With the "Extreme" ABS, Apple unfurled a system it calls Wireless Distribution System (WDS), commonly known as bridging and relaying. WDS allows base stations to relay information not only to adjacent computers but to other base stations as well. Thus, you could set up one main base station that feeds many other base stations wirelessly. Below is a hypothetical 4 base station network.

Airport Base Station Bridge

Once set up, your ABS' will talk to each other and route traffic from station to station. This feature is especially relevant for those of us who live in old homes or rent and don't want to poke holes in the walls unless we absolutely have to. However, there is no free lunch.

Keep in mind that the maximum speed you'll encounter is always limited by the worst bottleneck in the system. For instance, the speed of the connections between base stations is inversely proportional to the distance between them. Thus, even "Extreme" ABS' will only talk at 1MBit/s with each other if they're far apart (i.e. 54x lower than their maximum theoretical speed). Under such circumstances, multiple remote base stations could saturate the link between the main base station and the relay, causing massive slow-downs.

Thus, creating a massive "Daisy-Chain" is only really an option in light-use environments like homes with a limited number of users. However, such a chain is likely to be far less expensive than retrofitting proper CAT5 ethernet wiring and base stations throughout a structure. Judging from my reader-email, this feature may be just the most compelling reason to upgrade to a new "Extreme" Base Station.

Airport Base Station Admin Utility - Internet Tab

To enable WDS on a remote station, you need to look at the underside of the base station that forms the link to the internet. On it, you'll find the wireless MAC address, which is a series of hexadecimal digits.
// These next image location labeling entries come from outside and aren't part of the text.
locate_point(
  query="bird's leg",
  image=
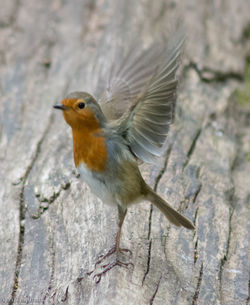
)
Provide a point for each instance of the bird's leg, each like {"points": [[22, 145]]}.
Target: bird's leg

That information has to be entered into the first box.

Next, you can decide whether your ABS will allow other wireless connections or if it will just talk to other base stations. This is one way to prevent other folks from benefitting from a Point-to-Point connection between two base stations - they simply won't be allowed onto your network. However, most of us don't use our ABS' in Point-to-Point use and thus should leave this box enabled.

Lastly, you can decide if you want to let your DHCP server determine the IP address and Router of the remote station or if you want to configure it yourself. Usually, it is best to leave this enabled.